Laura Dern on Being Laura Dern: Catching Up With the Busiest Woman in Hollywood (Exclusive)

Laura Dern
Photo by Christopher Patey/Contour by Getty Images

Talking 'Big Little Lies' and her new true crime drama, 'Trial by Fire.'

Laura Dern calls from the airport. She's just completed a few days of press in New York for her new film, the true crime drama Trial by Fire, and is flying to Los Angeles to finish the press tour. Before that, Dern was out promoting the Sundance biopic J.T. LeRoy and soon after she would begin a press blitz for Big Little Lies' second season. It's understandable, then, why one of the best times to reach her by phone is while she's waiting to board a flight. "I am calling from JFK," Dern tells me with a hushed laugh as not to bother her fellow travelers. "Glamorous JFK!"

If it seems like the actor, 52, is particularly good at the press facet of her job -- of being as winning as she is open, of a transparent gameness in every interview -- it's because she does genuinely enjoy it. "Actors, we're in the art of trying to figure it all out and talk about things that mean something to us and that we think hold value," she says. "In the current state of things, I think we would be considered one team, and it's a team that I really like being a member of. And so I really enjoy and admire and am inspired by journalism so deeply."

As it were, journalism is also what led Dern to her role in Trial by Fire. The film began with a New Yorker article by David Grann about the controversial 2004 execution of Cameron Todd Willingham (played onscreen by Jack O'Connell). Dern portrays the playwright Elizabeth Gilbert (not Elizabeth Gilbert of Eat, Pray, Love fame), who became an unlikely advocate for Willingham while he was on death row.

"I knew that she would have a very particular kind of soulfulness and a very particular kind of empathy that she would draw upon for this part," director Ed Zwick tells ET. "I knew that she would surprise me, that she would let things happen to her that weren't planned." And regardless of how in-demand Dern may be, Zwick says it didn't require much to convince her to sign on to his movie. "I know for others it may have been hard, for me it was ridiculously easy. I asked and she said yes."

Dern has been acting for 40 years, perhaps more so recently than ever before, in projects ranging from Twin Peaks: The Return with frequent collaborator David Lynch to Liam Neeson's latest action flick, Cold Pursuit, to Star Wars: The Last Jedi. Like many of her recent choices, Big Little Lies included, Trial by Fire fits squarely into what she calls "projects that matter."

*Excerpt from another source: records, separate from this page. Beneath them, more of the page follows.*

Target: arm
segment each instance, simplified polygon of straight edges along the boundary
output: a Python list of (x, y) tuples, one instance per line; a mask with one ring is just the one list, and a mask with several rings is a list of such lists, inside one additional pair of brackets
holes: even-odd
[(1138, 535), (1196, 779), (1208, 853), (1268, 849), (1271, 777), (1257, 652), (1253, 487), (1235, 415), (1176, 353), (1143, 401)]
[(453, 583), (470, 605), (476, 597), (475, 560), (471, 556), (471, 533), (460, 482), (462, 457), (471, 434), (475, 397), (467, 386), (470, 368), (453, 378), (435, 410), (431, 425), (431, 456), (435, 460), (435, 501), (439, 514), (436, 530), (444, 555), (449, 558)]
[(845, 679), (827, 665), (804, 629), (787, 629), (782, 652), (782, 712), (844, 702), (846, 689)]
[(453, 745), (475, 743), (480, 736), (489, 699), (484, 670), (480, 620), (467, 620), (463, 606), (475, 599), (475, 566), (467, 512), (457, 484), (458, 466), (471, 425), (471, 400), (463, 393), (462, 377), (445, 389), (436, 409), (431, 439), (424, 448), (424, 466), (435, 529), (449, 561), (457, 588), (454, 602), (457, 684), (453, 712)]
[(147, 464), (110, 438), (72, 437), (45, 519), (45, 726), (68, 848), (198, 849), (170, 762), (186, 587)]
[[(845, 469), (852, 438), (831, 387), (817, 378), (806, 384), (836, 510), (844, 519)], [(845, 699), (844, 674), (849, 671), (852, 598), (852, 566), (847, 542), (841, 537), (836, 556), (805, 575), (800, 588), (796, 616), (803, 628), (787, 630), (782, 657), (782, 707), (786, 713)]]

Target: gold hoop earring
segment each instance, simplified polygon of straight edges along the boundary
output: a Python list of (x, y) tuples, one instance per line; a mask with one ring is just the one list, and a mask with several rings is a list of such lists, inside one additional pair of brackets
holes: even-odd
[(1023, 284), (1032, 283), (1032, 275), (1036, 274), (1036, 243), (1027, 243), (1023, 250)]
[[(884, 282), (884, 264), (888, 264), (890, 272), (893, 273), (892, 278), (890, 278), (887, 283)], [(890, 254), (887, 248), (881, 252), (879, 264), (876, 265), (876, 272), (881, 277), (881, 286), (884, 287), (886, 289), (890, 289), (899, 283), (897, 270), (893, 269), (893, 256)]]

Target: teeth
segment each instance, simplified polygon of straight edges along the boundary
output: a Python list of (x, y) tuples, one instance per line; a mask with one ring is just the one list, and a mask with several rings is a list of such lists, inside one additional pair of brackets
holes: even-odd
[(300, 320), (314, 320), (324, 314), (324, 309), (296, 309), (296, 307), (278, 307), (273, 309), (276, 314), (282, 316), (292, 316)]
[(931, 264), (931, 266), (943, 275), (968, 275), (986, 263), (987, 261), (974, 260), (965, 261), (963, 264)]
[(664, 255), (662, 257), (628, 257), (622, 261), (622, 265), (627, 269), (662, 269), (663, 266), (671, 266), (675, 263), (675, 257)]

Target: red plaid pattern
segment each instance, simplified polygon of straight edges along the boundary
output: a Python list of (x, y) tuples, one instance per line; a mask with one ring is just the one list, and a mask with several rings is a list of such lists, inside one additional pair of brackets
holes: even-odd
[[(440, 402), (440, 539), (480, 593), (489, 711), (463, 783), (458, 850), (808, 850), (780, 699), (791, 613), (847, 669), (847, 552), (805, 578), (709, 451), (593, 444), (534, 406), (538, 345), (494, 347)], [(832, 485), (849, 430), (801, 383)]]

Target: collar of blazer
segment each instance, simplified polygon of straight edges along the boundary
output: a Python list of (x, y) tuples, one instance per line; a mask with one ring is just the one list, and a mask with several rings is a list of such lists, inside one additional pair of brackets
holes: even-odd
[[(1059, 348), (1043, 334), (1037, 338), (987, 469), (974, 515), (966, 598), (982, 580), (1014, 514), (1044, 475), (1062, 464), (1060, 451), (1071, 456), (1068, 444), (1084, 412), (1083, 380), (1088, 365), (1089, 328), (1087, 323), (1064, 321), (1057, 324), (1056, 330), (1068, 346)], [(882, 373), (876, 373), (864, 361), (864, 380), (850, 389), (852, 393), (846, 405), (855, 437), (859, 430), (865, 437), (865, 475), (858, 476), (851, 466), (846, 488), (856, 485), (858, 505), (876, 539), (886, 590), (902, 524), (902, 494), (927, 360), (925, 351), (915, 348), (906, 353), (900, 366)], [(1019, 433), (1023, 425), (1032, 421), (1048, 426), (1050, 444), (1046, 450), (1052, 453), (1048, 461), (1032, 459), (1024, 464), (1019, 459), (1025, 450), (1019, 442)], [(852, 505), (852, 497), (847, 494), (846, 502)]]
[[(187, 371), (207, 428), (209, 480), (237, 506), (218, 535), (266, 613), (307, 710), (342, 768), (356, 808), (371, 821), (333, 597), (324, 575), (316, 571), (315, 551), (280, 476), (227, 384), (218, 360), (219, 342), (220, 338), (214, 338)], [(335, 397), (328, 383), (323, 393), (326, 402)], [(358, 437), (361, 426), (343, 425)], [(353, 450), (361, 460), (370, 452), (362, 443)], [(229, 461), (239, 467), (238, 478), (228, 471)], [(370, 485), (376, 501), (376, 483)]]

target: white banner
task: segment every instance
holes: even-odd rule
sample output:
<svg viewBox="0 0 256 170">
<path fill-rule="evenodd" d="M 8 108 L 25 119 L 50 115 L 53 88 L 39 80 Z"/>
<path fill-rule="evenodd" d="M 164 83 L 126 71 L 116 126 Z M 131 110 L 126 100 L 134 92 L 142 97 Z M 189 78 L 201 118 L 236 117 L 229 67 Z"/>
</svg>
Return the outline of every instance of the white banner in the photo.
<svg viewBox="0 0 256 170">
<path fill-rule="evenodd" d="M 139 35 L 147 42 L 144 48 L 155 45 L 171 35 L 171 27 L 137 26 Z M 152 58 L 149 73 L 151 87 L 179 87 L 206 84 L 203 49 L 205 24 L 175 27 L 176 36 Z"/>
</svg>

"I love being an actor, but I also love when you're getting to continue to learn and ask yourself questions and have conversations that are about things that really matter," she says. "I feel blessed whether it was The Tale last year, which was around the subject of childhood sexual assault and memory, or in the case of this film, the great debate over capital punishment and the wrongful incarceration of individuals, and Big Little Lies, which is looking at issues surrounding a tribe. It also looks at domestic violence and sexual assault."

With Big Little Lies, in which Dern plays the deliciously type-A corporate shark Renata Klein, those conversations are served with a heaping side of camp and glamour, and thus officially completes the actor's transition from legend in her own right to undisputed gay icon. But what percentage increase has Dern seen in her gay icon-ness since season one premiered? "I must tell you that may be my favorite question I've been asked in a really long time," she hoots. (Which I only included because I believe it says more about her than any excellence in journalism on my part.)

"There is no question that the love that I feel is very deep and much appreciated and resounding," she says. "There is no more love that I have felt in my entire career and it makes me so happy -- and Renata is worth worshipping and I want to hear from you after season two, but maybe you'll even feel more love. I think you may. I'm going to dare to say."

With Big Little Lies now airing on HBO, her next project on the horizon is Greta Gerwig's reimagining of Little Woman, due out on Christmas. It's almost incomprehensible how Dern finds time to actually film the projects she's publicizing amid all of the obligatory promotional duties, let alone how her entire life doesn't feel like one never-ending press tour. "My kids at this point are so hilarious that they're like the ultimate grand leveler," she says of the "much-needed respite" that is raising son Ellery Walker, 17, and daughter Jaya, 14.

"I get home and they're like, 'Mom, we're supposed to go to the dentist,'" her voice pitches up. "'Mom, I got the part in the play!' 'Mom, you have to drive. You can't not drive me.' It takes me about six minutes to be, like, 'Wait, you're not asking me, When did I first know I wanted to become an actor?' Like, 'How am I having a conversation that's not entirely focused on narcissism?'" Dern laughs, and then it's time to board the plane, to return to her respite and some more press, too. "Forgive my having to go," she says in parting. "But back in L.A., I'm happy to jump back on the phone!"